POOR little Dennie Dolan, the London baby whose finger was bitten off by a fox.

Yes, it IS horrible and I can see why his mum and dad, Hayley Cawley and Paul Dolan, are angry and afraid; the fox was actually trying to drag Dennie away.

But the reaction of the usual suspects to this incident has been ridiculous.

To listen to commentators like London Mayor Boris Johnson and the otherwise estimable Peter Oborne, you’d think a vulpine plague was roaming the streets, looking for babies to feast on.

Get a grip, people!

In the last ten years there have been just six recorded fox attacks on children.

If it’s real harm we’re concerned about – not just reigniting the absurd fox-hunting debate – then the animals we should perhaps be culling are dogs.

Last year there were more than 6,000 hospital admissions for dog bites, up roughly 2,000 on the year before.

Around one in six hospital admissions following a dog attack involved a child under 10. Data shows these victims were more likely to suffer serious facial injuries requiring plastic surgery. Worse still, it’s believed that this is merely the tip of the canine iceberg.

But of course we’re not going to cull dogs because the vast majority of them are well behaved with responsible owners and killing them on the off-chance would be cruel and pointless.

And so it is with foxes. If Boris is so concerned about urban foxes why doesn’t he do something about the filthy habits of his London electorate who appear to think the streets are the correct place to dispose of all the half-eaten kebabs, pizzas and horseburgers they’ve got tired of consuming?

Why doesn’t he make like France and instate daily bin collections? And the same goes for all the other towns and cities which claim they have a fox problem.

If you know anything about foxes you’ll know that if they are culled out of existence the towns and cities where this happens will be overrun with something much, much nastier. Rats.
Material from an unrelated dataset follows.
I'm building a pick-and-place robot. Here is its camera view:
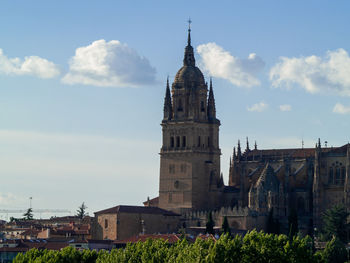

And, even worse than rats, foxes and dogs, there is another creature which is preying on our young. This species kills a child in Britain every ten days.

Every two weeks it kills a human baby. Each year, on average 56 children die at its hands.

This evil species is, of course, us. Human beings.

If anything should provoke a hysterical response it is these statistics which should shock us to the core. They should prompt a tidal-wave of action and riots in the streets.

But they don’t.

Because it’s far easier to tut-tut and talk about blasting foxes to death with a shotguns than it is to tackle the horror that is taking place every week in ordinary family homes and about which we seem almost unable to do a thing.